A contemplated chimeric immunogen is prepared using the well known
techniques of recombinant DNA technology. Thus, sequences of nucleic acid
that encode particular polypeptide sequences are added and deleted from the
precursor sequence that encodes HBV.
As was noted previously, the HBc immunodominant loop is usually recited as
being located at about positions 75 through 85 from the amino-terminus
(N-terminus) of the intact protein. The malarial B cell epitope-containing
sequence is placed into that immunodominant loop sequence of Domain II. That
placement substantially eliminates the HBc immunogenicity and antigenicity
of the HBc loop sequence, while presenting the malarial B cell epitope in an
extremely immunogenic position in the assembled chimer particles.
One of two well-known strategies is particularly useful for placing the
malarial B cell sequence into the loop sequence at the desired location
between residues 78 and 79. A first, less successful strategy is referred to
as replacement in which DNA that codes for a portion of the loop is excised
and replaced with DNA that encodes a malarial B cell sequence. The second
strategy is referred to as insertion in which a malarial B cell sequence is
inserted between adjacent residues in the loop.
Site-directed mutagenesis using the polymerase chain reaction (PCR) is used
in one exemplary replacement approach to provide a chimeric HBc DNA sequence
that encodes a pair of different restriction sites, e.g. EcoRI and SacI, one
near each end of the immunodominant loop-encoding DNA. Exemplary residues
replaced are 76 through 81. The loop-encoding section is excised, a desired
malarial B cell epitope-encoding sequence flanked on each side by
appropriate HBc sequence residues is ligated into the restriction sites and
the resulting DNA is used to express the HBc chimer. See, for example, Table
2 of Pumpens et al., (1995) Intervirology, 38:63-74 for exemplary
uses of a similar technique.
Alternatively, a single restriction site or two sites can be encoded into
the region, the DNA cut with a restriction enzyme(s) to provide "sticky" or
ends, and an appropriate sticky- or blunt-ended heterologous DNA segment
ligated into the cut region. Examples of this type of sequence replacement
into HBc can be found in the work reported in Schodel et al., (1991) F.

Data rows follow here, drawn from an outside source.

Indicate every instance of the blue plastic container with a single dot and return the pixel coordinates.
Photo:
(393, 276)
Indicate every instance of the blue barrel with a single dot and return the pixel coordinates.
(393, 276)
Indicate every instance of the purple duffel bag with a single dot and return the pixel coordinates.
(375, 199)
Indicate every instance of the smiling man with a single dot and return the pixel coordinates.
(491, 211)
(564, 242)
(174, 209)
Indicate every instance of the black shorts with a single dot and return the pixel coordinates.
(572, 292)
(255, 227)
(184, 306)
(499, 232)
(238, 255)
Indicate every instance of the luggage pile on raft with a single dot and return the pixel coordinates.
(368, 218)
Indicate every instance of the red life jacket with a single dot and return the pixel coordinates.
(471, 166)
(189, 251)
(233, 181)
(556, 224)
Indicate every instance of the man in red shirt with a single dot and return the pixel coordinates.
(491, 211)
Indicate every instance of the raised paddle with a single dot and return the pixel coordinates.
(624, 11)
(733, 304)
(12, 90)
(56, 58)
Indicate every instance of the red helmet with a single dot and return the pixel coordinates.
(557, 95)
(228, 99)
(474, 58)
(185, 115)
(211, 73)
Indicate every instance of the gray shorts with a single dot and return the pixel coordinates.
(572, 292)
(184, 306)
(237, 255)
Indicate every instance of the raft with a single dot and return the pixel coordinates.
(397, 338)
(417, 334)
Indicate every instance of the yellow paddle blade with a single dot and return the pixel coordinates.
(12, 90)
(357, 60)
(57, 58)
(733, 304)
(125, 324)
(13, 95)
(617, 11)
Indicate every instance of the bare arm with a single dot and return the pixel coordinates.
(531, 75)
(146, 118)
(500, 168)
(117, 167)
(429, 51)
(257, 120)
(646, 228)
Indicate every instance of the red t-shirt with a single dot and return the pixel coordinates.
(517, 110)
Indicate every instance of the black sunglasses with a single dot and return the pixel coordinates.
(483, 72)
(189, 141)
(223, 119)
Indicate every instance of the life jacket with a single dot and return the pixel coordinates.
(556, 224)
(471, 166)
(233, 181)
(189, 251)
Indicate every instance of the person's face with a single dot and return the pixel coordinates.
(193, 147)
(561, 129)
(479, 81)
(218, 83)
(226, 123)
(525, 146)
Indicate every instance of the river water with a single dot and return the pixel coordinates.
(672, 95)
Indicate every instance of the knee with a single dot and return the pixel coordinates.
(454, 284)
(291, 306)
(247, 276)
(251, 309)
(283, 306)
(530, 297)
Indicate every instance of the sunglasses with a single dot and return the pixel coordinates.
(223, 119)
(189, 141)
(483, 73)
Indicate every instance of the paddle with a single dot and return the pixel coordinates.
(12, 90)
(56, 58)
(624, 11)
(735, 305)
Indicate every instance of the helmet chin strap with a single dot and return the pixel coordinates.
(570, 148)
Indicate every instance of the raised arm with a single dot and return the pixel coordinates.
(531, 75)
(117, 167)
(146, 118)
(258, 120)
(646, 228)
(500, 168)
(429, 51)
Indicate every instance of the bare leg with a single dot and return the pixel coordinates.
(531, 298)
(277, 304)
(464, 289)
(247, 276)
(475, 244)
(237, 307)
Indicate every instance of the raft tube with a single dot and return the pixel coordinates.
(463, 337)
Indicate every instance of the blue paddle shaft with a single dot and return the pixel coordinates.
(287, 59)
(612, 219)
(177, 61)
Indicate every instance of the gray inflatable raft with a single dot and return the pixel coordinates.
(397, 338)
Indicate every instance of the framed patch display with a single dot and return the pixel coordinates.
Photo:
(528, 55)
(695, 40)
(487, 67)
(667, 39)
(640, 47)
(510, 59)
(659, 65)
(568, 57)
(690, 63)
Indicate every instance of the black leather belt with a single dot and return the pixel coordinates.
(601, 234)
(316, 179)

Brown et al. eds., Vaccines 91, Cold Spring Harbor Laboratory, Cold
Spring Harbor, N.Y., pp. 319-325, Schodel et al., Behring Inst. Mitt.,
1997(98): p. 114-119 and Schodel et al., J. Exp. Med., (1994) 180(3):
p. 1037-4, the latter two papers discussing the preparation of vaccines
against P. yoelii and P. berghei, respectively.
It has surprisingly been found that the insertion position within the HBc
immunogenic loop and the presence of loop residues are of import to the
activity of the immunogen. Thus, as is illustrated hereinafter, placement of
a malarial B cell epitope between HBc residue positions 78 and 79 provides a
particulate immunogen that is ten to one thousand times more immunogenic
than placement of the same immunogen in an excised and replaced region
between residues 76 and 81. In addition, placement of the same malarial
immunogen between residues 78 and 79 as compared to between residues 77 and
78 provided an unexpected enhancement of about 15-fold. Thus, a replacement
strategy that results in a net removal of residues from the immunodominant
loop is not used herein.
Insertion is therefore preferred. In an illustrative example of the
insertion strategy, site-directed mutagenesis is used to create two
restriction sites adjacent to each other and between codons encoding
adjacent amino acid residues, such as those at residue positions 78 and 79.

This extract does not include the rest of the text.